Although the best models were different for the different populations and traits, GBLUP and RF were overall better models than BayesB. Among traits, male fecundity was the most predictable, and height and wood density showed lower accuracies. Based on the accuracies of the best model, the Kyushu population showed the best predictability for all traits except for wood density. Between the two Kanto populations, accuracies of almost all traits were higher in the N-Kanto population than in the S-Kanto population, except for wood density. Therefore, the prediction accuracies were in descending order Kyushu, N-Kanto and S-Kanto.

Prediction Using Selected SNPs

Figure 6 shows transitions of prediction accuracies with GBLUP or RF (higher accuracy model selected) as a function of the number of SNPs selected by GWAS-based selection or semi-random selection procedures. For all traits, except for male fecundity, and all populations, prediction accuracies with SNPs of GWAS-based selection were higher than with semi-random selection. Based on results of the GWAS-based selection, high accuracies that were not significantly different than the highest ones (p > 0.05) were observed with relatively small numbers of SNPs (≤500) for height in S-Kanto and Kyushu, DBH in S-Kanto and Kyushu, wood stiffness in N-Kanto and Kyushu, and wood density in S-Kanto. For male fecundity, prediction accuracies with a small number of SNPs in the semi-random selection were higher than for GWAS-based selection, and similar transitions of accuracies with larger samplings of SNPs (≥500) were observed for both selection procedures in all populations. Particularly in the S-Kanto population, high accuracy using 2,500 SNPs selected by the semi-random selection procedure was observed for male fecundity. Prediction accuracies for height and DBH in N-Kanto, wood stiffness in S-Kanto, wood density in N-Kanto and Kyushu, and male fecundity in N-Kanto and Kyushu were significantly higher at all SNPs (32,036) than that at the other sampling levels.

FIGURE 6

FIGURE 6. Transitions of prediction accuracies as a function of the number of SNPs selected, based on the GWAS result for each population–trait combination. Results for traits of height, DBH, wood stiffness, wood density and male fecundity are shown in columns for the N-Kanto, S-Kanto and Kyushu populations shown in the upper, middle and lower rows, respectively. Orange and light-green colored circles indicate that those are not significantly different from the highest values (red and green colored circles, respectively) with t-test (p ≥ 0.05). Error bars represent SE. The model (G-BLUP or RF) showing better prediction accuracies in Table 3 was used.

Discussion

Genetic Characteristics of the Populations

For the first-generation plus tree populations of C. japonica, LDs at the LG level rapidly decayed in all populations; however, LDs in the Kyushu population were slightly higher than that in the others. As Uchiyama et al. (2014) mentioned, domestication and breeding programs for Japanese cedar are still in their infancy and the plus trees have not suffered from diversity losses caused by a domestication bottleneck. On the other hand, LDs at the isotig level showed high values at a distance of over 6 kb. Moritsuka et al. (2012) reported that LD was extensive and did not decay even at a distance of 100 kb in non-coding regions of the genome of this species. Based on the previous findings, it is considered that longer LDs at the genomic DNA level remain than were observed in this study for C. japonica plus trees because the isotigs consisted of coding regions.

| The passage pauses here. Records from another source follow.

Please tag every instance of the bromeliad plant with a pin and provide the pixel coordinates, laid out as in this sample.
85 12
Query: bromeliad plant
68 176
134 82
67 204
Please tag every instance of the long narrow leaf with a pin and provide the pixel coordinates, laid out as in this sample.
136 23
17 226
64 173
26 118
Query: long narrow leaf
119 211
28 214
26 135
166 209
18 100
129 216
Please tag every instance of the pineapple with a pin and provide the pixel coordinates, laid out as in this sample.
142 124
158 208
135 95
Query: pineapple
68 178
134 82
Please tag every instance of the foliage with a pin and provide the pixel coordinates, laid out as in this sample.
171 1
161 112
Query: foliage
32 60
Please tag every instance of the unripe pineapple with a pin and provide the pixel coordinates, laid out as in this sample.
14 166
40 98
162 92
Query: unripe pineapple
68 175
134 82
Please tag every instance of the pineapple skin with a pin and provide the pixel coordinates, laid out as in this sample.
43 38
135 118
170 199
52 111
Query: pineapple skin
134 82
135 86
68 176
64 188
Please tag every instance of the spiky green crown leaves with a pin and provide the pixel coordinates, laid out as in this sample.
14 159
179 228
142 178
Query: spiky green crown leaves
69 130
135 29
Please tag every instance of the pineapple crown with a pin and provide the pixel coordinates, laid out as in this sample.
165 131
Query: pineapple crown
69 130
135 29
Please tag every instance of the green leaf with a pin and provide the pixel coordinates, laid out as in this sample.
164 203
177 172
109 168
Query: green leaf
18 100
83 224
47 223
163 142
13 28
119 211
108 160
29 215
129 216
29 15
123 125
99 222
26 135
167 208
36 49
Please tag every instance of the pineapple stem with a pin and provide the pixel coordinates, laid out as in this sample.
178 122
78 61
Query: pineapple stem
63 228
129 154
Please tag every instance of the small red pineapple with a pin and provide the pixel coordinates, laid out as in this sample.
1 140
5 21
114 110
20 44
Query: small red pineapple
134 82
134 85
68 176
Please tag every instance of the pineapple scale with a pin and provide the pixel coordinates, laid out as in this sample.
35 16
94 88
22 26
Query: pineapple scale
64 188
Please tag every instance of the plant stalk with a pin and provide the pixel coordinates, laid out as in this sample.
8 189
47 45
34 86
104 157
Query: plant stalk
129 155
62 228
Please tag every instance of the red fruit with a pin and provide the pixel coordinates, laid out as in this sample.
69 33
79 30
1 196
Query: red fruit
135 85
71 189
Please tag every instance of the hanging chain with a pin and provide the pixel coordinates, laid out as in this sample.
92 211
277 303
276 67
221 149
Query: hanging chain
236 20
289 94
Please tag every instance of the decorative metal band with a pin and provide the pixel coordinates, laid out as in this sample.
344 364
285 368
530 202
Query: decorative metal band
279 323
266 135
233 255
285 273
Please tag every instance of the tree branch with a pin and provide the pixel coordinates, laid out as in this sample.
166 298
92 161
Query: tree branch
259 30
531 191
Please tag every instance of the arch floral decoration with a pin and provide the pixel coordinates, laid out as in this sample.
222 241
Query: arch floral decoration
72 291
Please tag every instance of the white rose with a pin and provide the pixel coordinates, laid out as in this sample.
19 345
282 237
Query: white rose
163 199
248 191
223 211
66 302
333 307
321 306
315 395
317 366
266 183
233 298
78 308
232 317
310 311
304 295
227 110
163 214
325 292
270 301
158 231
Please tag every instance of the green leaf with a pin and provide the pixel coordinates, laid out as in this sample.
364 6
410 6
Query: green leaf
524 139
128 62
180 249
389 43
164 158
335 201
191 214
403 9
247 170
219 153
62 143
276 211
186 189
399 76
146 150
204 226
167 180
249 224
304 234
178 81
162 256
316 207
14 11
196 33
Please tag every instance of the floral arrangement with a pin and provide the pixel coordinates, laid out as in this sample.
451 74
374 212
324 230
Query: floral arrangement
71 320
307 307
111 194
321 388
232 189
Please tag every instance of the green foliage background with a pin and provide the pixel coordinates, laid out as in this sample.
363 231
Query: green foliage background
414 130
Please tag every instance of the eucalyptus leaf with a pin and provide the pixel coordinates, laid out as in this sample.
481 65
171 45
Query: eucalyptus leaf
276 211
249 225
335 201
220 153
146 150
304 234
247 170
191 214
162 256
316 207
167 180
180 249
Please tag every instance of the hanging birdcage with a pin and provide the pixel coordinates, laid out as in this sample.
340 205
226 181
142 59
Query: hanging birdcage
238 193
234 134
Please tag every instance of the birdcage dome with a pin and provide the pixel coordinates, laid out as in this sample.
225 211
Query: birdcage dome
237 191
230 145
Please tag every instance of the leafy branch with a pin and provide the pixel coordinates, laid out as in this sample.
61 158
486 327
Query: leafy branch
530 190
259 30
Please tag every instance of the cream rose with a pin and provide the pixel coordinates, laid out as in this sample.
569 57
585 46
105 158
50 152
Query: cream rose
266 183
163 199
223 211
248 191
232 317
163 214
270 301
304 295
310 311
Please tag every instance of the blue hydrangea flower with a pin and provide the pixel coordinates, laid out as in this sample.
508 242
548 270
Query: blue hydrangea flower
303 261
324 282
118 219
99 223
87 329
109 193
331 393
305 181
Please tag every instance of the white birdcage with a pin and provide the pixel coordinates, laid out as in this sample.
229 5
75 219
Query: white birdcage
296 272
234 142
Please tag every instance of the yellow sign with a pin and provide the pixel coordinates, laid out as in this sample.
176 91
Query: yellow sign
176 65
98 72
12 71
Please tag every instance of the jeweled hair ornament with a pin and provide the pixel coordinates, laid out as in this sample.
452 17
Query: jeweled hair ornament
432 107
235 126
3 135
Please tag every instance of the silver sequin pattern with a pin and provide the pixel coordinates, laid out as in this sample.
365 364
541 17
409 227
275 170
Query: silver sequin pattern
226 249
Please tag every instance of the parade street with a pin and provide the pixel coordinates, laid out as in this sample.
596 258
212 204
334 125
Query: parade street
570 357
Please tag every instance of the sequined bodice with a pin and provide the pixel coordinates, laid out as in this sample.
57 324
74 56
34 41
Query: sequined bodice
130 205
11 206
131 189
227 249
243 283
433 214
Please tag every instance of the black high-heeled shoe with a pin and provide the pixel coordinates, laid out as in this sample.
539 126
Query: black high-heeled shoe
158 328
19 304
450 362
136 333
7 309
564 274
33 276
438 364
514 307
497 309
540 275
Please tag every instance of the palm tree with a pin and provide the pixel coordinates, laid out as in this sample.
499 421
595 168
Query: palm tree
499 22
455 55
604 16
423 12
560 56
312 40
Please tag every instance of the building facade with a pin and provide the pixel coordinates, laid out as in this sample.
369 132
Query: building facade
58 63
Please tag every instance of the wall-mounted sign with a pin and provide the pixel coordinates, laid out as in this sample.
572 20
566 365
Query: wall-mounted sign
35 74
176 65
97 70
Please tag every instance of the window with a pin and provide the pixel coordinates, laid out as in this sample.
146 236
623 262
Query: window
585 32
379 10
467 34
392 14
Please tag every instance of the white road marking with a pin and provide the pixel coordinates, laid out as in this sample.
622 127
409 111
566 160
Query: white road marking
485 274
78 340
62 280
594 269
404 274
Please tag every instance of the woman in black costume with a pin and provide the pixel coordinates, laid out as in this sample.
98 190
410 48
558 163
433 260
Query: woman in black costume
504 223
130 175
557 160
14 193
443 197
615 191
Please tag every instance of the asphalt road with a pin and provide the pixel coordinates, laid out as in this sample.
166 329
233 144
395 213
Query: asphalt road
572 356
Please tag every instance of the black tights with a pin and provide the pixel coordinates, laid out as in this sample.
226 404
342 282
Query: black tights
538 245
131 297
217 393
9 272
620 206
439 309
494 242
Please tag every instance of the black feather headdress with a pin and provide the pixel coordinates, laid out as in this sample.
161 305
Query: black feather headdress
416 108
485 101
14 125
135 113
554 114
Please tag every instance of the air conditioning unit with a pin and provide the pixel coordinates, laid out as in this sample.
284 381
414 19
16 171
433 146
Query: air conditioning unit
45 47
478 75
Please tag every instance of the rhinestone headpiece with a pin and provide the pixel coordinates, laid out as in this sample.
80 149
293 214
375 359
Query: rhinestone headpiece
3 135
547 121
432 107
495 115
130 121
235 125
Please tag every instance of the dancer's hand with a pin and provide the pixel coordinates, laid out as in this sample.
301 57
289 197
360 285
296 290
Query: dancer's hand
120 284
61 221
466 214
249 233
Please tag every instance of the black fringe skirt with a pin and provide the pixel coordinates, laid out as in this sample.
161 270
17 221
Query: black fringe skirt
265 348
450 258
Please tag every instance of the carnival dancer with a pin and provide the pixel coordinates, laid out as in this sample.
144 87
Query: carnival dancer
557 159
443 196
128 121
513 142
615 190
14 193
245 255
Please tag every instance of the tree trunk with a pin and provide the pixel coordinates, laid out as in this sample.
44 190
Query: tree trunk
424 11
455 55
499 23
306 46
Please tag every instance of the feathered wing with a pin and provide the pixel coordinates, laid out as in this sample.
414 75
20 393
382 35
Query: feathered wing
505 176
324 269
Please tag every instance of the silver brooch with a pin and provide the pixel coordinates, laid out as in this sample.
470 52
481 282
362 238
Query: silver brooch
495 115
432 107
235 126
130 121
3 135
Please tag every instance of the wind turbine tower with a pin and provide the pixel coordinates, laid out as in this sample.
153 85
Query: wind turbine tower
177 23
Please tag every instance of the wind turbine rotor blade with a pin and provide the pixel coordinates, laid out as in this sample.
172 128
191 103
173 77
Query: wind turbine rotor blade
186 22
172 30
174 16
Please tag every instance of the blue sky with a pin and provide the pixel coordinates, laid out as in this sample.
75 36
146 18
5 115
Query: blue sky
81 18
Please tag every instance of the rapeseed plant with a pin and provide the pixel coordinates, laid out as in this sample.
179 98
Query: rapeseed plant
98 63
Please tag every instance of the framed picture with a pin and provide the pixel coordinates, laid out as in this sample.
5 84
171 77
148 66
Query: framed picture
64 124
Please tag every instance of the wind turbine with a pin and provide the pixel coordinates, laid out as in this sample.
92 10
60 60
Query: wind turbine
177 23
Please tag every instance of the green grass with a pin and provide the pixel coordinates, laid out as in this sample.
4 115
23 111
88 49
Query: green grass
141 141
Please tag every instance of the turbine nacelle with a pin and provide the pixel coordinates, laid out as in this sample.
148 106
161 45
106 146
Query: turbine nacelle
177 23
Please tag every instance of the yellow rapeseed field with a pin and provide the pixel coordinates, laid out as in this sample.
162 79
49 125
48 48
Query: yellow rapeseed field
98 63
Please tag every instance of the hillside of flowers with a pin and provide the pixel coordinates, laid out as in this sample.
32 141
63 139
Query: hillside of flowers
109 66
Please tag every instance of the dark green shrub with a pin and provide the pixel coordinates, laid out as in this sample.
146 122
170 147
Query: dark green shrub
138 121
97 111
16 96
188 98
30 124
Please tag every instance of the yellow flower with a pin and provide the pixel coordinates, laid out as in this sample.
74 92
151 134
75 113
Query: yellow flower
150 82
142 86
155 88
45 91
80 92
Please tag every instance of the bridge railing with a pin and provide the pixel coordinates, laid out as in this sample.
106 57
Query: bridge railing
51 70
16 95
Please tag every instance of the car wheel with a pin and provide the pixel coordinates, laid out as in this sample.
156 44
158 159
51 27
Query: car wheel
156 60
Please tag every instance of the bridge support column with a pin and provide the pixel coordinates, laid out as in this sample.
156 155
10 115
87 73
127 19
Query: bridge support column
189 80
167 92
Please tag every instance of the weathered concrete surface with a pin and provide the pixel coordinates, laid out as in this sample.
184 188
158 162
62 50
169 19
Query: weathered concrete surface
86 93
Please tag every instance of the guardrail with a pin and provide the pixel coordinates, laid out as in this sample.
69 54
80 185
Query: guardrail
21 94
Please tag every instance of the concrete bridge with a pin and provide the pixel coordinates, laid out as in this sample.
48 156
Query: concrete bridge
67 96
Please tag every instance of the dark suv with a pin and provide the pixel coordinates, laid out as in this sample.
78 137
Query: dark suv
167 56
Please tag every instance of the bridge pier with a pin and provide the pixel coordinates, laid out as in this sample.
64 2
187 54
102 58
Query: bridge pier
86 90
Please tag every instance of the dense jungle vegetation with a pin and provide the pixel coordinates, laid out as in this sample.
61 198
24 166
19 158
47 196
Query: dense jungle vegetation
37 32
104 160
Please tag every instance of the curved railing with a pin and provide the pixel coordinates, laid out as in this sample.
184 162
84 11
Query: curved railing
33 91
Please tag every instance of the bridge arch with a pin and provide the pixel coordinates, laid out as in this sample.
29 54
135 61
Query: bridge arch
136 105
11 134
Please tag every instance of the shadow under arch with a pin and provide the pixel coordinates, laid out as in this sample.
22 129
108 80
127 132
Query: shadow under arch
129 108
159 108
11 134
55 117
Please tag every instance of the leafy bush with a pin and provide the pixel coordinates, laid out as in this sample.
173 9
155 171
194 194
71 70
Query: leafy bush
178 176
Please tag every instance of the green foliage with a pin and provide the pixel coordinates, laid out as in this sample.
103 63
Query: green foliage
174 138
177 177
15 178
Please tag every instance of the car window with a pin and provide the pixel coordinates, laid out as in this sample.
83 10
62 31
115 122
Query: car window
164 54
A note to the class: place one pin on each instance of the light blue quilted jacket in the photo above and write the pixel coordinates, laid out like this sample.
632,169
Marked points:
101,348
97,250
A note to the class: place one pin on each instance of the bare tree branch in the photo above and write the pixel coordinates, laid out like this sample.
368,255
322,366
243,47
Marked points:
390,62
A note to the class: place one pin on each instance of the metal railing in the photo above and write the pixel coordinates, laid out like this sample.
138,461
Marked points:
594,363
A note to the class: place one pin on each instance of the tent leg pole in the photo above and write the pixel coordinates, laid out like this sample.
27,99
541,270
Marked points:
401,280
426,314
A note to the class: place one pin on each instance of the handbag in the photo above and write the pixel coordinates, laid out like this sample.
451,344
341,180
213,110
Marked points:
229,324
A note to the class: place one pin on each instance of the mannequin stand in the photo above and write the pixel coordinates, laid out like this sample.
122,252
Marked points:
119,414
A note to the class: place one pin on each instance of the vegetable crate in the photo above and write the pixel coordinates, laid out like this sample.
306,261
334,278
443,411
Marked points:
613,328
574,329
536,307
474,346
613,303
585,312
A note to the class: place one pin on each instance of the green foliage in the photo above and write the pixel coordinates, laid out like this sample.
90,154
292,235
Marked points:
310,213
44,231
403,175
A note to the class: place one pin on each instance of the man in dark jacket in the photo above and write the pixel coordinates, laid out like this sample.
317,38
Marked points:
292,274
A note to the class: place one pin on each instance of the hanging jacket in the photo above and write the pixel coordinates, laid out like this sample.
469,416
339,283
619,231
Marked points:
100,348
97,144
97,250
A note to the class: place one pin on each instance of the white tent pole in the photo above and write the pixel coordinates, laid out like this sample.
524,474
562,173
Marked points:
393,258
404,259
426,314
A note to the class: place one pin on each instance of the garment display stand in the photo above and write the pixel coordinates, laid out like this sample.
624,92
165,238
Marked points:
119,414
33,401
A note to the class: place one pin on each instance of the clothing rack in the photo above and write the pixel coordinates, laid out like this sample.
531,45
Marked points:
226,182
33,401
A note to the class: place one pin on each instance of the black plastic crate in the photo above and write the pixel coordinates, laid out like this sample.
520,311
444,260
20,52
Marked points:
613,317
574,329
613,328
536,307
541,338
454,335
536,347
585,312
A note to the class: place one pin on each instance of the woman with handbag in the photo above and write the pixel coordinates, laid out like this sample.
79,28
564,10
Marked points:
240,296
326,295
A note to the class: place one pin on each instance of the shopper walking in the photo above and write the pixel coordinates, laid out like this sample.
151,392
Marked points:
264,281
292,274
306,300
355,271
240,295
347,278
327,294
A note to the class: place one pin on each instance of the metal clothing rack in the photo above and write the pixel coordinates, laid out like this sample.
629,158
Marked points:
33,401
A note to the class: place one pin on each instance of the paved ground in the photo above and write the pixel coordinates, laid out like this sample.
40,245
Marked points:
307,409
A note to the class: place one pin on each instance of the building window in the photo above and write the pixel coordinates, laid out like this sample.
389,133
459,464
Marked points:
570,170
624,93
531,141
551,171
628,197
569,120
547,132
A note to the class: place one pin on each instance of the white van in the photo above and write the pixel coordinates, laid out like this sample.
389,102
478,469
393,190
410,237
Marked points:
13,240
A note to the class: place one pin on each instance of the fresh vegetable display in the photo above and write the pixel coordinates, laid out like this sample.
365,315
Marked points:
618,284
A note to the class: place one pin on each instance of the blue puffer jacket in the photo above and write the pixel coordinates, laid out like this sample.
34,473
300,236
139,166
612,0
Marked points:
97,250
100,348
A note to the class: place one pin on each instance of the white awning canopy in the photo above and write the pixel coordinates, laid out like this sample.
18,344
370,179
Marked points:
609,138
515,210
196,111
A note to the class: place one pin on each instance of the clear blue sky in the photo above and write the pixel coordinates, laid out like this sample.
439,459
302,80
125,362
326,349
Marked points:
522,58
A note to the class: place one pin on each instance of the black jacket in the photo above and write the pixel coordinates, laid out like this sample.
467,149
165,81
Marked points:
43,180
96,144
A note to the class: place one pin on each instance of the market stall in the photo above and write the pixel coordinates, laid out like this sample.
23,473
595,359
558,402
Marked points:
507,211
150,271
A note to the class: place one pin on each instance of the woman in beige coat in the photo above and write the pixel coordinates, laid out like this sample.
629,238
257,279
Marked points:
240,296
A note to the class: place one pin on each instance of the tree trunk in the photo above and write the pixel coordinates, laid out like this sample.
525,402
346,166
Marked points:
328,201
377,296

The results of the genetic structure based on ancestral analysis showed that individuals in the Kyushu population represented a less effective number of clusters per individual (N_Q) than in the other two populations. Additionally, the genotypes from the Kyushu population showed a wider range distribution than did those from the two Kanto populations in the PCA. From these results, characteristics in the Kyushu population were different from the other populations, in which the distribution of weak but positive LDs throughout the chromosomes, smaller N_Q and higher genetic diversity were observed. On the other hand, differences between the two Kanto populations were slight compared to the differences between the Kyushu population and the two Kanto populations.

Population histories reflect the genetic characteristics in human and several animal and crop species (Dunning et al., 2000; Meadows et al., 2008; Slatkin, 2008; Gray et al., 2009; Rossi et al., 2009; Carneiro et al., 2011; Hamblin et al., 2011; Akagi et al., 2016; Campoy et al., 2016). Genetic characteristics of C. japonica plus trees are considered to be based on the common genetic background of natural populations (Tomaru, 1992; Miyamoto et al., 2014). According to Tsukada (1982), C. japonica had multiple refugia in Japan during the last glacial period where relatively moist, cool climates prevailed. Its expansion began from scattered full glacial centers of distribution ∼15,000 years ago, reaching its maximum abundance from 7,000 to 2,000 years ago (Tsukada, 1982). From more than 10,000 years ago, C. japonica expanded from refugias, such as the Izu Peninsula along the Pacific coast or Wakasa Bay along the Japan Sea coast (Tsukada, 1982). Additionally, based on phylogeography and species distribution modeling, a “cryptic” refugia was thought to be present in northern Tohoku (Kimura et al., 2014). The current genetic structure of natural forests of C. japonica is considered to reflect the locations of refugia because offspring of the survivors would have colonized out from refugia during the interglacial period, and genetic differentiation between the isolated populations and other populations is likely to have increased during their isolation (Tsumura et al., 2014). The early stages of forestation of C. japonica started more than 500 years ago (Tokugawa, 1974). The genetic structure of current artificial forests and plus-tree populations of the species were considered to be reflected the geography of the natural populations as shown in Uchiyama et al. (2014).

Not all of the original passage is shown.